- Born: Matilda Helen Rachel Thorpe Wood Green, Middlesex, England
- Occupation: Actress

= Matilda Thorpe =

British actress

Matilda Helen Rachel Thorpe is a British actress. Thorpe trained at London's Central School of Speech and Drama. She is known for her roles in the Channel 4 sitcoms Desmond's (1989–1994) and Porkpie (1995–1996), and Sick Note (2017–2018) for Sky One. She played Nina in the movie One Life. She is the sister of actress Harriet Thorpe.

==Career==
Thorpe is the daughter of the writers Gillian Freeman and Edward Thorpe. Her mother was Jewish.

Thorpe's television appearances include Amanda in Gems (1986), Narrator in Pinny's House (1986), Friend in Murder Most Horrid (1991), Jane in The Upper Hand (1992), Mandy Mosgrove in Desmond's (1989–1994), Mandy Ambrose in Porkpie (1995–1996), Mother in How to Be a Little Sod (1995), Keeping Mum (1997), Barbara Robertson in The Jump (1998), Sarah Johnson in Casualty (1998), Personnel Officer in Wonderful You (1999), Inspector Shaw in Bad Girls (2002), Marcia Heyman in Holby City (2003), Marianne Wild in Doctors (2004), Sue Jenner in The Bill (2005), Receptionist in Rosemary & Thyme (2006), Mary in Robin Hood (2006) and Rupert Grint's mother, Claire Glass in two series of Sick Note (2017–18).

Her film roles include Nina in One Life (2023), Aunt Melody (Back to Black 2024) Queen of Hearts (1989), Stationer in Crush (2001), and Andrea in Not Another Happy Ending (2013).
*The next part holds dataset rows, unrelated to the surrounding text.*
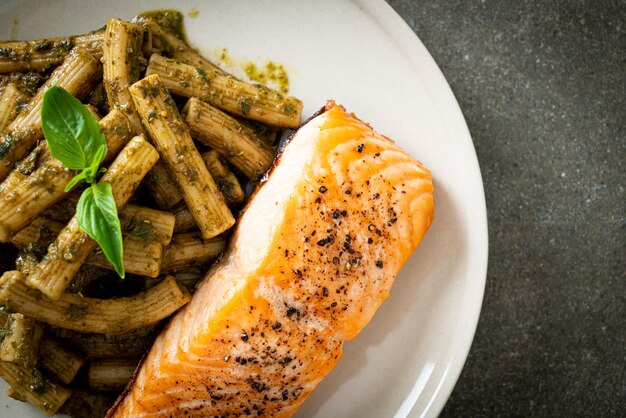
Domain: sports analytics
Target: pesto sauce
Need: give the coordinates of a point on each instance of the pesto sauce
(170, 19)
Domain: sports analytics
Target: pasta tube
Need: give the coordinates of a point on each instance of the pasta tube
(58, 360)
(11, 102)
(78, 74)
(189, 249)
(171, 137)
(238, 144)
(140, 257)
(20, 341)
(43, 54)
(111, 374)
(34, 387)
(130, 345)
(24, 197)
(84, 314)
(123, 61)
(71, 248)
(162, 186)
(224, 178)
(184, 220)
(147, 224)
(253, 101)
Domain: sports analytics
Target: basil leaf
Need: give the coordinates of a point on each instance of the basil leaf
(97, 216)
(73, 134)
(77, 178)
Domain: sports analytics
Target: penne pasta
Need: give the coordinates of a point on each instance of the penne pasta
(27, 83)
(84, 314)
(235, 142)
(93, 346)
(72, 247)
(111, 374)
(190, 249)
(122, 65)
(20, 341)
(141, 257)
(146, 224)
(34, 387)
(43, 54)
(78, 74)
(11, 102)
(253, 101)
(169, 133)
(58, 360)
(184, 220)
(87, 404)
(224, 178)
(23, 197)
(162, 186)
(171, 45)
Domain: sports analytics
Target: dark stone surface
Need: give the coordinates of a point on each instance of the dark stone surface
(542, 87)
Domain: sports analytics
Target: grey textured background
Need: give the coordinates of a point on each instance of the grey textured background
(542, 87)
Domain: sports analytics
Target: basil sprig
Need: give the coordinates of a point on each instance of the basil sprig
(75, 138)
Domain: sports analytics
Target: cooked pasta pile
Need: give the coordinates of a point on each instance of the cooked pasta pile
(182, 136)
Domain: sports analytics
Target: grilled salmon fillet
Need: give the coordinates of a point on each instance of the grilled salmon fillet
(315, 254)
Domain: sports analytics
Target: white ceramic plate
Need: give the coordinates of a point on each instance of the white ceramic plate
(360, 53)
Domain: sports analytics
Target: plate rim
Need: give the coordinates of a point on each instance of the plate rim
(408, 41)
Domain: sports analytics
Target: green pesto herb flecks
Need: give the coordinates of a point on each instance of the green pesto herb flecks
(75, 138)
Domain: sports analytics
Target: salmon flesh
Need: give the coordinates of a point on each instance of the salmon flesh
(314, 255)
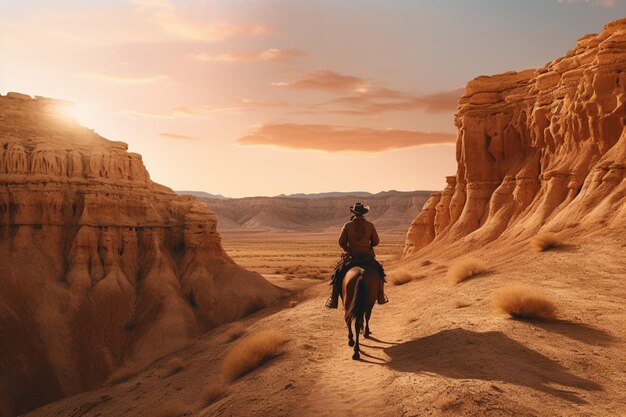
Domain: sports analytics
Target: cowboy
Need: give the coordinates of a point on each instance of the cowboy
(357, 239)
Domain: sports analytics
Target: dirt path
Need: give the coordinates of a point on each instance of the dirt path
(438, 349)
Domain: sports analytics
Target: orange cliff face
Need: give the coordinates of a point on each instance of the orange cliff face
(99, 266)
(537, 147)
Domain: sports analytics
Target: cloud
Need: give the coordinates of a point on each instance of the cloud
(206, 112)
(327, 80)
(178, 136)
(267, 55)
(127, 79)
(603, 3)
(340, 138)
(380, 100)
(167, 17)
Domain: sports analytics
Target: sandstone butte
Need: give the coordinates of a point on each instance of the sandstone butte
(536, 149)
(99, 266)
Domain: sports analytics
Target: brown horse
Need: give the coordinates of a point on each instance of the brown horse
(360, 290)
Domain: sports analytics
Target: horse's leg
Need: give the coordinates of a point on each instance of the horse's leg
(367, 333)
(358, 323)
(350, 335)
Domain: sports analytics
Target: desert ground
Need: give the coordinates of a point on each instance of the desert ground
(437, 349)
(295, 260)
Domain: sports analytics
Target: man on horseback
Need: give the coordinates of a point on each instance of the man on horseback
(357, 239)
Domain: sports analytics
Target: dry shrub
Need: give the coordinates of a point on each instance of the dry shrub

Stage appearances include It's a Girl (Winner Time Out Best Musical) (1989) and When We Are Married (Winner Olivier Award Best Comedy) at the Garrick Theatre (2010). Emma in Way Upstream - Alan Ayckbourn at the New Vic Theatre, Stoke on Trent, (1989) Pauline in Golden Girls at Leeds Playhouse, (1985) Olive in Joking Apart - Alan Ayckbourn at The Mill at Sonning Theatre, (1994) Shutters Triple Bill at the Park Theatre, Finsbury Park, (2014) was a member of the 'Dogs on Holiday' comedy improvisation team at the Hurricane Club in London's West End for 10 years, who famously performed alongside Robin Williams, among others.